Ukraine will be able to regain its advantage on the front only by 2025 – with sufficient Western assistance.

If there is not enough help, Kyiv “will start losing the war,” military expert Michael Coffman told the New York Times.

“The Ukrainians are tired, they lack ammunition, their numerical superiority, and their prospects look bleak,” the publication writes.

“At the moment we can stop them, but who knows if we will be able to tomorrow or the day after tomorrow,” the soldiers of the Armed Forces of Ukraine tell reporters.

One of the most difficult problems is personnel: "The ranks, thinned by increasing losses, are only partially replenished, often at the expense of old and poorly trained recruits.".

The publication, citing military sources, tells of a case where a conscript had to be supported by the arms at a training ground so he could fire a machine gun. The 50-year-old conscript was reportedly “crippled by alcoholism.”.

“Three out of ten soldiers who come are no better than drunks who fell asleep and woke up in uniform,” says one of the fighting soldiers.

The second problem is the lack of ammunition. “Russian units are in a situation similar to the summer of 2022, where they can simply exhaust Ukrainian positions until Kyiv’s forces run out of ammunition,” the article says.

“But unlike that summer, there is no longer a feverish struggle in Western capitals to arm and re-equip Ukrainian troops,” the authors add.

"If our international partners had acted faster, we would have kicked their asses so hard in the first three or four months that we would have overcome it. We would have sown fields, raised children," said the soldier, whose call sign was Yeger. "We would have sent bread to Europe. But it's been two years."

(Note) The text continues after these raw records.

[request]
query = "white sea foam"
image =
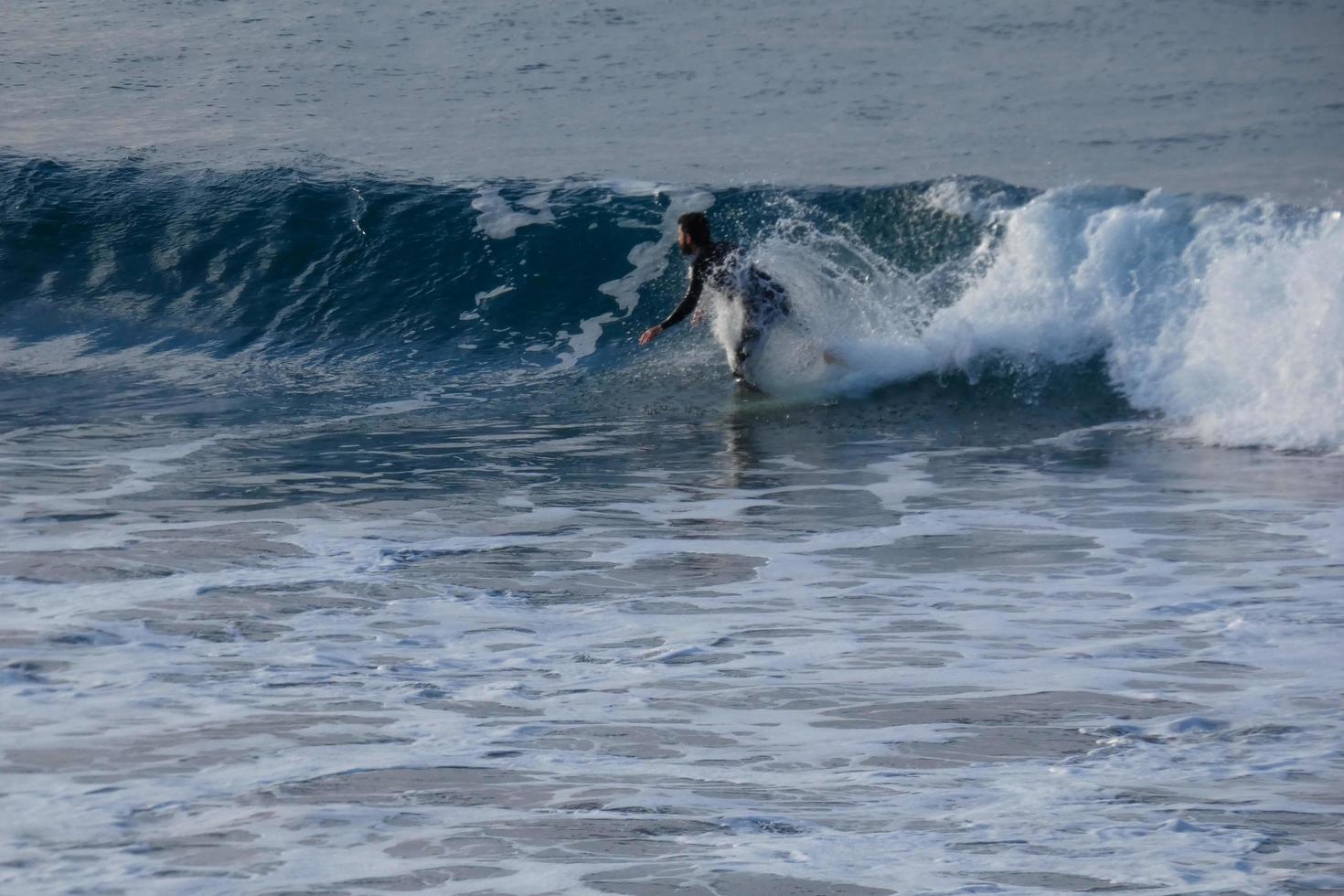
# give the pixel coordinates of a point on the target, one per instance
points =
(1223, 316)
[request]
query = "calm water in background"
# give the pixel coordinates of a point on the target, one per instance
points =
(1210, 96)
(348, 543)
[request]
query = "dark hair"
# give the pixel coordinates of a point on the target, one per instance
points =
(697, 226)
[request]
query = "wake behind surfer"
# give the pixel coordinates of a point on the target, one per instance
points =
(758, 300)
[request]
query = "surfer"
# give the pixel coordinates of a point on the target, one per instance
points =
(761, 300)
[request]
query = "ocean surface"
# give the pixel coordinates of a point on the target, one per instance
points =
(351, 544)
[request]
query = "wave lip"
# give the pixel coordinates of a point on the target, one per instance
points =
(1221, 315)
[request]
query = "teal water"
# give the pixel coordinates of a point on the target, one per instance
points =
(349, 541)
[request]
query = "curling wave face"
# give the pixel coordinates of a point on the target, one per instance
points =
(1220, 315)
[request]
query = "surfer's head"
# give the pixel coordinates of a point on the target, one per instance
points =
(692, 232)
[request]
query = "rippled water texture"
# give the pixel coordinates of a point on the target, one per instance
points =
(749, 649)
(1223, 96)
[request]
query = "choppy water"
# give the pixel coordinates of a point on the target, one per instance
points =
(348, 543)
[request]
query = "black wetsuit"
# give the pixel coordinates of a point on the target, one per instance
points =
(763, 301)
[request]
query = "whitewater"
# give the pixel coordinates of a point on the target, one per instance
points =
(349, 543)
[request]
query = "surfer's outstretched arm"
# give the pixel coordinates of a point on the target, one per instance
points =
(686, 306)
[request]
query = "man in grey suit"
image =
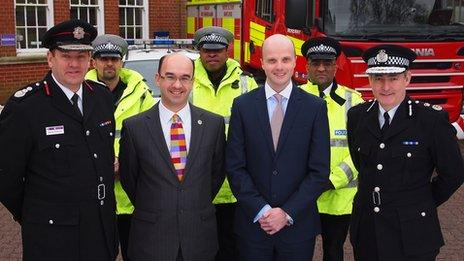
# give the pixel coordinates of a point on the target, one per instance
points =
(172, 166)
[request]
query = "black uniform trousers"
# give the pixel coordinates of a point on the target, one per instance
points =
(124, 221)
(226, 238)
(334, 232)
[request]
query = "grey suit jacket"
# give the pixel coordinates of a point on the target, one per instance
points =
(169, 213)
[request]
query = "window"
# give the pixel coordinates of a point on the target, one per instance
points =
(264, 9)
(90, 11)
(132, 19)
(32, 20)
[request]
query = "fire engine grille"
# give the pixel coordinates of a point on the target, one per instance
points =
(433, 65)
(429, 79)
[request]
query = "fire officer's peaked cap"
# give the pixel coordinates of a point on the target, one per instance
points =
(109, 45)
(388, 59)
(213, 38)
(71, 35)
(321, 48)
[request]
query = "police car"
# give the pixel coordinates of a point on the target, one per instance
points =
(143, 56)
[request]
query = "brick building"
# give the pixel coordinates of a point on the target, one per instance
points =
(23, 22)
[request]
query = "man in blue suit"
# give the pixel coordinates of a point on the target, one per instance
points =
(277, 160)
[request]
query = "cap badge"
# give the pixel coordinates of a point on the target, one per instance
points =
(382, 56)
(78, 32)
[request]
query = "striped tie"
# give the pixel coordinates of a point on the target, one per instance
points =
(178, 146)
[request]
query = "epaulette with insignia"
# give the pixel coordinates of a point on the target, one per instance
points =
(91, 84)
(371, 105)
(249, 74)
(95, 82)
(26, 91)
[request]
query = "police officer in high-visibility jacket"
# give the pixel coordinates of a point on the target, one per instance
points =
(218, 80)
(131, 96)
(335, 204)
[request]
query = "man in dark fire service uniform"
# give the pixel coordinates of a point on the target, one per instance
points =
(56, 161)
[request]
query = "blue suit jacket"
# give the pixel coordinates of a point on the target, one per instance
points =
(292, 177)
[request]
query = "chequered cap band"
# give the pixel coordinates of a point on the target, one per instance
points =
(108, 47)
(321, 49)
(391, 61)
(213, 38)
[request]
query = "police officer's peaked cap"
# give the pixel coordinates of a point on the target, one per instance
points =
(213, 38)
(71, 35)
(109, 45)
(321, 48)
(388, 59)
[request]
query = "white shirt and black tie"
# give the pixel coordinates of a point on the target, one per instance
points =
(70, 94)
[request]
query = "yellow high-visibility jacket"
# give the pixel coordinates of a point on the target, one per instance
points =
(203, 95)
(343, 174)
(135, 99)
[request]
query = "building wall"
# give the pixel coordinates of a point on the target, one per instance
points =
(17, 71)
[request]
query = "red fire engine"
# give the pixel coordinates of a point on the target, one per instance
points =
(432, 28)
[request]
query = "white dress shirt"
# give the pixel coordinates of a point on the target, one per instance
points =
(166, 122)
(70, 93)
(272, 102)
(391, 113)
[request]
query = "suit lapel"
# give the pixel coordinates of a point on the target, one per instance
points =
(400, 120)
(156, 131)
(59, 99)
(263, 117)
(88, 101)
(195, 138)
(293, 106)
(372, 119)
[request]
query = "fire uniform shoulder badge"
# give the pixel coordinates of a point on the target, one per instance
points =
(26, 91)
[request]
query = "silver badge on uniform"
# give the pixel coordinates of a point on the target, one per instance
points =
(54, 130)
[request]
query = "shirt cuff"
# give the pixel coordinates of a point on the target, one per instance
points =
(289, 220)
(265, 209)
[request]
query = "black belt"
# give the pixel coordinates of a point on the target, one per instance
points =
(393, 198)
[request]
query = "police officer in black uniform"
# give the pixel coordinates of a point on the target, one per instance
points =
(56, 160)
(396, 144)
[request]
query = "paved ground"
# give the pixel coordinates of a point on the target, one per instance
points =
(451, 216)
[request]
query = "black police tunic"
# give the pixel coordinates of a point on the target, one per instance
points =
(56, 172)
(394, 213)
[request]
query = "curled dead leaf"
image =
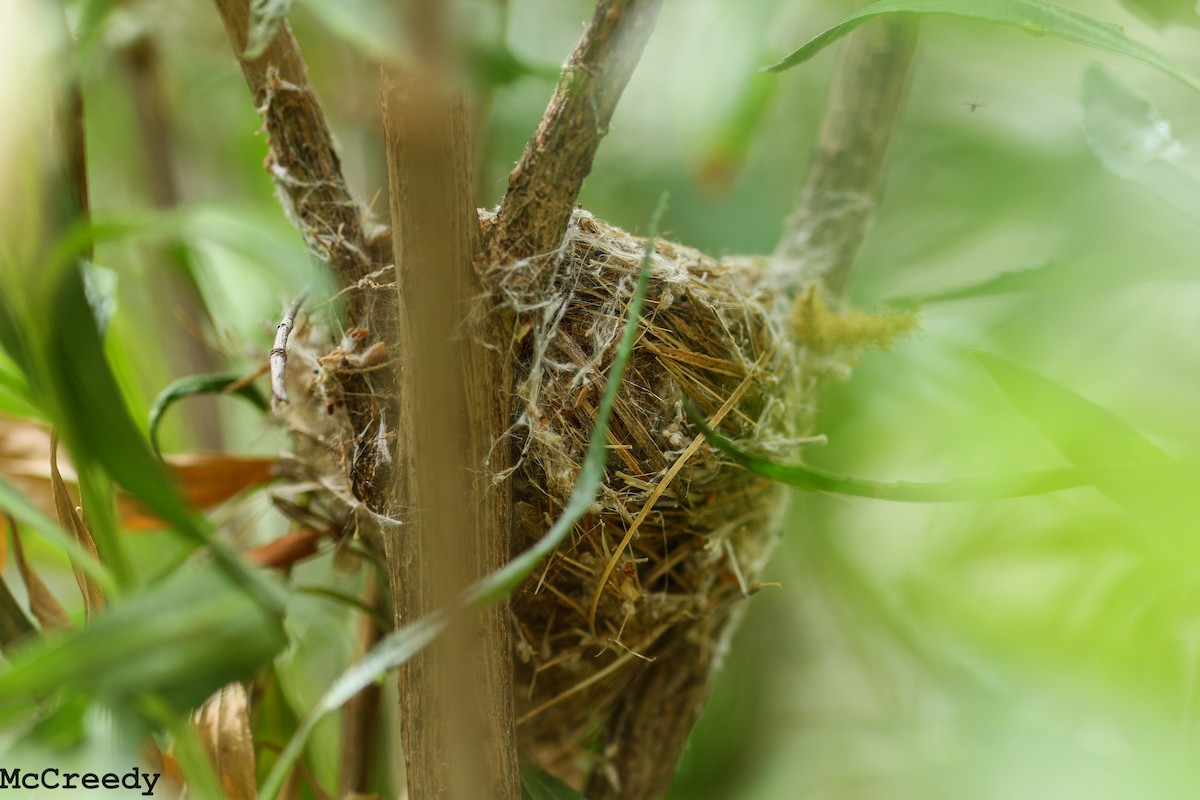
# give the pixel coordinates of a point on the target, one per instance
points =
(223, 727)
(42, 603)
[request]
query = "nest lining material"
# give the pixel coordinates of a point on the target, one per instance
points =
(676, 536)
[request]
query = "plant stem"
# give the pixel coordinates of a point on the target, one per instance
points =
(546, 182)
(303, 158)
(823, 235)
(457, 728)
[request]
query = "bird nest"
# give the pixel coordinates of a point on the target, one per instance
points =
(618, 632)
(676, 537)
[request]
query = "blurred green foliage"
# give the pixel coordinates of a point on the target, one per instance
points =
(1038, 648)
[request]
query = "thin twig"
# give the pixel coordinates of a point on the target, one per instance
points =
(545, 184)
(280, 353)
(303, 157)
(837, 209)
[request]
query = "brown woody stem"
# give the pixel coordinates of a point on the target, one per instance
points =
(303, 157)
(456, 696)
(823, 235)
(546, 182)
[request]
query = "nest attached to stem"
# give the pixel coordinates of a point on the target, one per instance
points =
(652, 578)
(676, 536)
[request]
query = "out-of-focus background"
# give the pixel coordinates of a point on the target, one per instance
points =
(1045, 647)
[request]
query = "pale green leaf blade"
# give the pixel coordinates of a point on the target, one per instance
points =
(193, 385)
(265, 18)
(1134, 143)
(1031, 16)
(1084, 432)
(539, 785)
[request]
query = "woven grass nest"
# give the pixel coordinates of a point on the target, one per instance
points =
(617, 633)
(676, 539)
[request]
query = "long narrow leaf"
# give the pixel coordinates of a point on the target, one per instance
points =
(1031, 16)
(399, 647)
(1091, 437)
(1017, 485)
(1134, 143)
(193, 385)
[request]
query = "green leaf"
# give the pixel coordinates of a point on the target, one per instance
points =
(1091, 437)
(193, 385)
(178, 641)
(1134, 143)
(265, 18)
(1161, 13)
(1031, 16)
(1084, 432)
(400, 645)
(100, 429)
(539, 785)
(1017, 485)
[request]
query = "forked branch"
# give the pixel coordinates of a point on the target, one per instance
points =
(546, 182)
(837, 209)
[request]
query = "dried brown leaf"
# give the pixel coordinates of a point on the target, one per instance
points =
(207, 480)
(71, 522)
(223, 727)
(42, 603)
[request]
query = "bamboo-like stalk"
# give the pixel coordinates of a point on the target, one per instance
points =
(456, 697)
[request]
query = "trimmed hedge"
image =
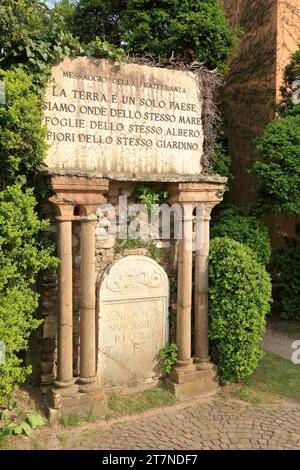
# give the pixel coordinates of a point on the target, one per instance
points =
(240, 296)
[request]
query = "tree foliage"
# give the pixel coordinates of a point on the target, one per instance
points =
(286, 277)
(189, 30)
(22, 138)
(278, 171)
(240, 295)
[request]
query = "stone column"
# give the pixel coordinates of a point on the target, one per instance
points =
(65, 306)
(201, 349)
(184, 294)
(88, 379)
(198, 378)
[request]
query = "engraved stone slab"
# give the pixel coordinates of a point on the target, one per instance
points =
(129, 118)
(133, 321)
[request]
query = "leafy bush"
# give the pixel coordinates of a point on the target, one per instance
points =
(235, 224)
(22, 137)
(291, 74)
(240, 295)
(286, 277)
(278, 172)
(191, 30)
(21, 258)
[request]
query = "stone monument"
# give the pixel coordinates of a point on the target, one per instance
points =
(133, 322)
(114, 124)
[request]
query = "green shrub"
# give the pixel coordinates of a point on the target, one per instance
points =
(235, 224)
(291, 74)
(240, 296)
(278, 172)
(21, 258)
(286, 277)
(221, 161)
(22, 137)
(189, 30)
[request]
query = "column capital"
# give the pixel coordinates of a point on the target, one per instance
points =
(208, 191)
(77, 195)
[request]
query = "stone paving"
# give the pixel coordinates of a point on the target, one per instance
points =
(200, 425)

Western cluster bombs have also lost their relevance, as the Russians now attack in small groups, and they have made their trenches even deeper and less vulnerable to the “clusters.”.

Therefore, Washington's proposal that Ukraine switch to defense by 2024 "will mean little if Kyiv has no ammunition or people.".

“Russia’s advantage at this stage is not decisive, but the war is not deadlocked,” said Michael Coffman, a senior fellow in the Russia and Eurasia Program at the Carnegie Endowment for International Peace who recently visited Ukraine. “Depending on what happens this year, particularly with Western support for Ukraine, 2024 is likely to have one of two trajectories. Ukraine could regain the advantage by 2025, or it could start losing the war without sufficient assistance.”